As a proportion of gross domestic product (Figure 2), hospital costs were, in 2002, back where they had been in the mid-1970s - just over 3%. This share has declined dramatically since reaching a peak of 3.8% in 1992.

Despite this fall of about one-fifth in the share of GDP taken up by hospital costs, the proportion of GDP accounted for by all healthcare was about the same in 2002 as in 1992, just under 10%. Figure 3 shows the almost monotonic decline in the relative importance of hospitals within both the total healthcare envelope and the proportion financed from public sources. Hospitals fell from about 45% of total healthcare costs in 1975 to 31% of costs in 2001, and from 55% to 40% of public expenditures.

Out of Hospitals, but Onto Drugs?

Figure 4 shows the distribution of Canadian healthcare expenditures over time, by expenditure component.
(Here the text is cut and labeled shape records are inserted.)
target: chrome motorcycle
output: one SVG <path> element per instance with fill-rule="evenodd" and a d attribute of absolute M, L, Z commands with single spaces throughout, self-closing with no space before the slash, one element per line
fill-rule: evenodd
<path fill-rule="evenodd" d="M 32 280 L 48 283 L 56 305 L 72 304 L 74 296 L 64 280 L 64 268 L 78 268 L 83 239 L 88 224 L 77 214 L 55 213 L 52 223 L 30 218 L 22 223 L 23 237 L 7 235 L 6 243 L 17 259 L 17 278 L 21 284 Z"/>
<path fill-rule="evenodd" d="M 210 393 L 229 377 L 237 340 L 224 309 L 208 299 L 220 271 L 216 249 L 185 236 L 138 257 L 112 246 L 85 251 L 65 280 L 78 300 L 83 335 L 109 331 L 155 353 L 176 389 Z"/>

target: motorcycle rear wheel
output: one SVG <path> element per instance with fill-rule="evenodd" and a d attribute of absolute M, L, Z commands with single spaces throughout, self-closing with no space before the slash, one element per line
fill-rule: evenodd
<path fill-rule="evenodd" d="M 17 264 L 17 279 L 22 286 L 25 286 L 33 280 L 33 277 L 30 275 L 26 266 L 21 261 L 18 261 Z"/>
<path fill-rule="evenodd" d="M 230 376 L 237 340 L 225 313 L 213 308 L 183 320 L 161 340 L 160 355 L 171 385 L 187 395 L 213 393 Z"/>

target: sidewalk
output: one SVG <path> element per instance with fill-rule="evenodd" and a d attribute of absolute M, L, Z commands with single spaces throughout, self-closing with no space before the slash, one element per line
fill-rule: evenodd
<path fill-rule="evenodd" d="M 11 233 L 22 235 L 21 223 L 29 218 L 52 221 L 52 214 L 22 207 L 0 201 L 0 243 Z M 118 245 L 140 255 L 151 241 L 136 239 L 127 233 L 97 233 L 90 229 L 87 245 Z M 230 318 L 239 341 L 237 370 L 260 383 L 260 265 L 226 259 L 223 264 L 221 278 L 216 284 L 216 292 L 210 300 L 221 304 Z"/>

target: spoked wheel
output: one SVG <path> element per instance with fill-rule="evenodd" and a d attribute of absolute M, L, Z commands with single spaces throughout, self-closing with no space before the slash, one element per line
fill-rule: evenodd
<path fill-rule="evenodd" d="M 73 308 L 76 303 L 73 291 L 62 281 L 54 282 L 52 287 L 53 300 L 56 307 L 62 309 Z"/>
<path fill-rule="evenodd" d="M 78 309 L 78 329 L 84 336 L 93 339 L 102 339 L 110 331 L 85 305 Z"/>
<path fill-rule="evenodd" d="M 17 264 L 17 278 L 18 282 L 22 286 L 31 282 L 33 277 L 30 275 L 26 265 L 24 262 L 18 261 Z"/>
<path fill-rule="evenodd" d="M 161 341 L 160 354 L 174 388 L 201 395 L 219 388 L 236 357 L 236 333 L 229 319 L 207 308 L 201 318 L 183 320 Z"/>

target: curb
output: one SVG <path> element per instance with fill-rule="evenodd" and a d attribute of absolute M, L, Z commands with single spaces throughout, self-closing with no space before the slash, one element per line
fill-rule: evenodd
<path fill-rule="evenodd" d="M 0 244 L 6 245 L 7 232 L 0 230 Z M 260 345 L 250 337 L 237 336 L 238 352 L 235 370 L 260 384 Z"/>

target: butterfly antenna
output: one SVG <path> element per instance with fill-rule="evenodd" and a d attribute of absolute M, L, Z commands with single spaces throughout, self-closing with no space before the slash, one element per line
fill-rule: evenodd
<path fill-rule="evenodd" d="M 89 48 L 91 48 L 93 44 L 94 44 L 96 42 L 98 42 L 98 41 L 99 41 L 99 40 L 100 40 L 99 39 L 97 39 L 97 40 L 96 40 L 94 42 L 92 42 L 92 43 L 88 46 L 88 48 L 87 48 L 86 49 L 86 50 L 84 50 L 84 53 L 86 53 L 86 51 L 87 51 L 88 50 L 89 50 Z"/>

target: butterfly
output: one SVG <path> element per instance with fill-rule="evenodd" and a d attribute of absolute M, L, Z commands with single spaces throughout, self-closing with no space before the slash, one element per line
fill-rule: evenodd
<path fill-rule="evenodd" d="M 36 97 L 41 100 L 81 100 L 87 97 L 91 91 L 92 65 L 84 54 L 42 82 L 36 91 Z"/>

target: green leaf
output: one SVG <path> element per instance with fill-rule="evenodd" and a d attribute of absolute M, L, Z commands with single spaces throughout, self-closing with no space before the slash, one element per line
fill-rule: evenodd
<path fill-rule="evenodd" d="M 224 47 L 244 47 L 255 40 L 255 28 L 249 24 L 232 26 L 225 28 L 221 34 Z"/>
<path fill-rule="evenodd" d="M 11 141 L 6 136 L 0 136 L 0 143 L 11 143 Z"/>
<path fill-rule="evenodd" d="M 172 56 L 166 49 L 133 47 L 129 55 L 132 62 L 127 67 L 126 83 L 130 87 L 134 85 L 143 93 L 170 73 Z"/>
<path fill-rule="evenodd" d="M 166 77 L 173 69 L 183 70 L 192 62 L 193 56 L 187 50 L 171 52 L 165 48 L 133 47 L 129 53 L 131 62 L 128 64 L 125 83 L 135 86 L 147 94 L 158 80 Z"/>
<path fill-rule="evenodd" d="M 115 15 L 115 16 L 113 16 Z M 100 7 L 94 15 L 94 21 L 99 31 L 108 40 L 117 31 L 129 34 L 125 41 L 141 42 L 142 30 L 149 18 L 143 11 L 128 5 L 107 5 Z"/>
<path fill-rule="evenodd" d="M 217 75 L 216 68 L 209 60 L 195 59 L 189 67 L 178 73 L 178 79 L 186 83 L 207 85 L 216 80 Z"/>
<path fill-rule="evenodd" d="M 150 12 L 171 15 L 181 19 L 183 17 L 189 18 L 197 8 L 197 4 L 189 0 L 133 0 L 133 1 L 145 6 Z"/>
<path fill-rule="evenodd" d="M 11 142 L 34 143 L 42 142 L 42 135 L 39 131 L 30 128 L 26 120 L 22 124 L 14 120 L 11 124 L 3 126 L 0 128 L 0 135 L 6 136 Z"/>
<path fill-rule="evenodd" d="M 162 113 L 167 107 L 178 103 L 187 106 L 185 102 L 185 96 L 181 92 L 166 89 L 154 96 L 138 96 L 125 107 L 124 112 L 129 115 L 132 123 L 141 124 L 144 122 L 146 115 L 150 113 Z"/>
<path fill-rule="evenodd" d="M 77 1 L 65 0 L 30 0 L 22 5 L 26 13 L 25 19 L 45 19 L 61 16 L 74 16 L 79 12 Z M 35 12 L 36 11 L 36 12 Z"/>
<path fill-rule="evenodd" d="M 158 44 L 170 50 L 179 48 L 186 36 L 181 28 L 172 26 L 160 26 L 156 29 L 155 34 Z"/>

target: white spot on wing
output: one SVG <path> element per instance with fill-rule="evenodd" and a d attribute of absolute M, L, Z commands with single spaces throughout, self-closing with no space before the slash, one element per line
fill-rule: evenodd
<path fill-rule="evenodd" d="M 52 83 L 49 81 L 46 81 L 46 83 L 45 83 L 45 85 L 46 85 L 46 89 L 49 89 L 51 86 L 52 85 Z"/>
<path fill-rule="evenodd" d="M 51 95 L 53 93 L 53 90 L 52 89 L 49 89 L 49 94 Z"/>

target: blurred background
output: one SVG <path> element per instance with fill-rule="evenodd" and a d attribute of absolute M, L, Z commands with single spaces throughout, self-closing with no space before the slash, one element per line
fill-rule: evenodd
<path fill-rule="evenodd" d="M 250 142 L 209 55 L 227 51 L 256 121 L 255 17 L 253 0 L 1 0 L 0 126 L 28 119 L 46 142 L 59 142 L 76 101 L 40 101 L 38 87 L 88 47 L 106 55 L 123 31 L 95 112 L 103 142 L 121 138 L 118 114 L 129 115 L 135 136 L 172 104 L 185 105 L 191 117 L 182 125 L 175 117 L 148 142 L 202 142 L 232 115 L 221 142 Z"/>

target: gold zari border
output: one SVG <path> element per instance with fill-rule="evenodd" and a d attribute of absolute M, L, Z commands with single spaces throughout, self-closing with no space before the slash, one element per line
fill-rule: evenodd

Drug expenditures are clearly the main source of cost pressure; their share of the total has risen from just under 9% in 1975 to just over 16% in 2002. The provincial drug benefits plans have borne most (62%) of the burden of this increase; public reimbursement of pharmaceutical costs (incurred outside hospitals) has risen from 1.3% of total healthcare costs, to 5.8%. In the early part of this period, the increase was driven by expansion of public coverage of drugs. More recently, provincial governments have been trying to reduce public outlays by cutting back on drug benefits. The escalation of costs in the mixed funding environment of the pharmaceutical sector - much more rapid than in the components of the Canadian system that fall within the universal public programs (Morgan et al. 2003) - has, however, so far thwarted this aim.

The Recapitalization of Canadian Hospitals

Not included in the hospital cost picture above, are the costs associated with the "capital" side of hospital operations - physical structures and equipment and machinery. Figure 5 provides a picture of hospital capital investments in Canada over the past decade. Investments were flat through to 1998 but have since escalated rapidly, probably in response to pressure from a number of influential medical groups and healthier provincial budgets. Prominent in this lobbying were the Canadian Medical Association and the Canadian Association of Radiologists (Canadian Association of Radiologists 2000). In September 2000, the federal government agreed to provide the provinces with $1 billion in new funding for "medical equipment" (Canadian Intergovernmental Conference Secretariat 2000). At time of writing, there is little "hard" evidence on how these funds are being used, but the evidence from national accounts (Figure 5) indicates that, unlike investment in hospital construction, investment in hospitalbased machinery and equipment has tailed off, not taken off, in recent years (see, for example, Canadian Medical Association 2002; Health Canada 2002). The national forecasts for 2003 will not, however, include the latest federal injection of funding for capital purchases in the hospital sector. In February 2003, the First Ministers' Accord on Health Care Renewal established a "Diagnostic/Medical Equipment Fund" intended to "improve access to publicly funded diagnostic services" (Canada 2003).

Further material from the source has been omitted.